I'm looking at the Access Reviews feature but each review is scoped to a particular Azure AD group.

I want to create a review with the scope of all Guest users.

Is that possible?

Create a dynamic group with all guest users and then run an access review on that group...

You could query stale guest accounts and remove them automatically via Azure Automation if you wanted. I think that would help. 


You will need to update this but it's a start. If I have time I'll try and finish this. 



@VasilMichev I've come across an Ignite video (~2 min) explaining how external guests expiration works in Sharepoint, but I am not able to find any documentation about that feature. Do you know if its a part of Access Review package?

The functionality described in this video is not generally available yet. Here is a blog post describing that there will be a public preview in 3Q2019. I think we will hear more in the next few weeks during Ignite.

@VasilMichev old thread, but the User Access Reviews for Guest access appear to be able to remove them from a Group / Team, but the Guest accounts still remain in Azure AD and are not disabled as far as I can tell. I don't see anything about the User Access Reviews that actually disables the stale accounts. Am I missing it?

I realize this is an older thread, but replying for the benefit of those who may come later. I had a similar requirement, except that we needed to allow a 6 month window before declaring a guest account as stale/dormant. After some searching I was able to put together pieces from other posts I found to create a PowerShell script that uses the MS Graph api which will generate a report of the guest accounts, their creation date, and last login date. You can then use Excel to query the results according to what ever criteria you might need to use.

Note: it assumes the Graph PowerShell module has already been installed.


Connect-MgGraph -Scopes "User.Read.All","Group.ReadWrite.All","AuditLog.Read.All"
Select-MgProfile beta

$usertype = "Guest" #Enter Guest or Member

$usersUPN = Get-MgUser -All -Filter "UserType eq '$usertype'" | Select UserPrincipalName, ID, DisplayName, CreatedDateTime
foreach($user in $usersUPN)
$usersignindate = Get-MgUser -UserId $user.ID -Select SignInActivity | Select -ExpandProperty SignInActivity
$userprops = [ordered]@{
UserPrincipalName = $user.UserPrincipalName
DisplayName = $user.DisplayName
LastSignInDateTime = $usersignindate.LastSignInDateTime
CreatedDateTime = $user.CreatedDateTime
$userObj = new-object -Type PSObject -Property $userprops
$Result += $userObj
$Result |select *|export-csv c:\scripts\userlastlogin.csv


If you want the full end to end solution try this ;)

@Joshua Bines Thanks, I think I had looked at that, or one like it, but I generally have to vet the list before going ahead with disabling of accounts.
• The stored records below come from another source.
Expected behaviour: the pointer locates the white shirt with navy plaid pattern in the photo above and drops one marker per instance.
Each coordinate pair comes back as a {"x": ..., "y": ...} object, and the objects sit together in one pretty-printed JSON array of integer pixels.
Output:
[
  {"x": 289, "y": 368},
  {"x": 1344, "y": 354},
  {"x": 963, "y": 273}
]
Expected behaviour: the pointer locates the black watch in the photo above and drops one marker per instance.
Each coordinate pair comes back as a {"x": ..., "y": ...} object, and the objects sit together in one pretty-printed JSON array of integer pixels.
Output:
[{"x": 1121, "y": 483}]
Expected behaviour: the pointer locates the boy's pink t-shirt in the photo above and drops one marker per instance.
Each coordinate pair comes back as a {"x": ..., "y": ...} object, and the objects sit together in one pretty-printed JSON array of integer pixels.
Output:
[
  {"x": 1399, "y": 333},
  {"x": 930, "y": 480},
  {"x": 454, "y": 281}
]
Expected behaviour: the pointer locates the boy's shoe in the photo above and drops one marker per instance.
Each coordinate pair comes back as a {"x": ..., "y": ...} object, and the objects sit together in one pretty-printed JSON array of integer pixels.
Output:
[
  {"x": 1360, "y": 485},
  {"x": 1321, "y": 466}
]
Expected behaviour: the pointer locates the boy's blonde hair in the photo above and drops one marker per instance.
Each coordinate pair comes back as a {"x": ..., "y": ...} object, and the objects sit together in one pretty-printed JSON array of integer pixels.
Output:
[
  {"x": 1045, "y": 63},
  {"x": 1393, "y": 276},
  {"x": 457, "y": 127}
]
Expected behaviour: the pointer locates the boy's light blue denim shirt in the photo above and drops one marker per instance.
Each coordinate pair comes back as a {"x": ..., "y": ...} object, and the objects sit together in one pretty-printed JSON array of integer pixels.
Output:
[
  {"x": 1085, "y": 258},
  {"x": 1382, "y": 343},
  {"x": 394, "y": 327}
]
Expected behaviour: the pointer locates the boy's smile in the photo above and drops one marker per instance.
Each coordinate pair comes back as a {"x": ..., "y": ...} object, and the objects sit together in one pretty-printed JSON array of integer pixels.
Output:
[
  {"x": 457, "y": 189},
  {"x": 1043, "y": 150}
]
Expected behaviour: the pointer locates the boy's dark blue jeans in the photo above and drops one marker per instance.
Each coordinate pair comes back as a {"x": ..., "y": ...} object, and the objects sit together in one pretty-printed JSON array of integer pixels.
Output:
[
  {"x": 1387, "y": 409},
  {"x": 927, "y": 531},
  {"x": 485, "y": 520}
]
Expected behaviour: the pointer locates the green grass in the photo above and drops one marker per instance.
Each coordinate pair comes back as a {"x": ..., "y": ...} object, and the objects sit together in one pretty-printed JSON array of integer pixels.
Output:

We have some contactors, vendors that we make allowances for, so just generating the report of dormant accounts is what worked best for us.

no worries, I'm a bit brutal when it comes to guest accounts these days... I guess we could add an exclude group/value to the removal process but I don't think I like that idea either unless you still had an automated process to clean them up. hmmm thinking out loud... lastlogin -gt 6 month DEL except 'someGuest' then have another process to clean up the excluded guests say lastlogin -gt 18 months. but manual works of course.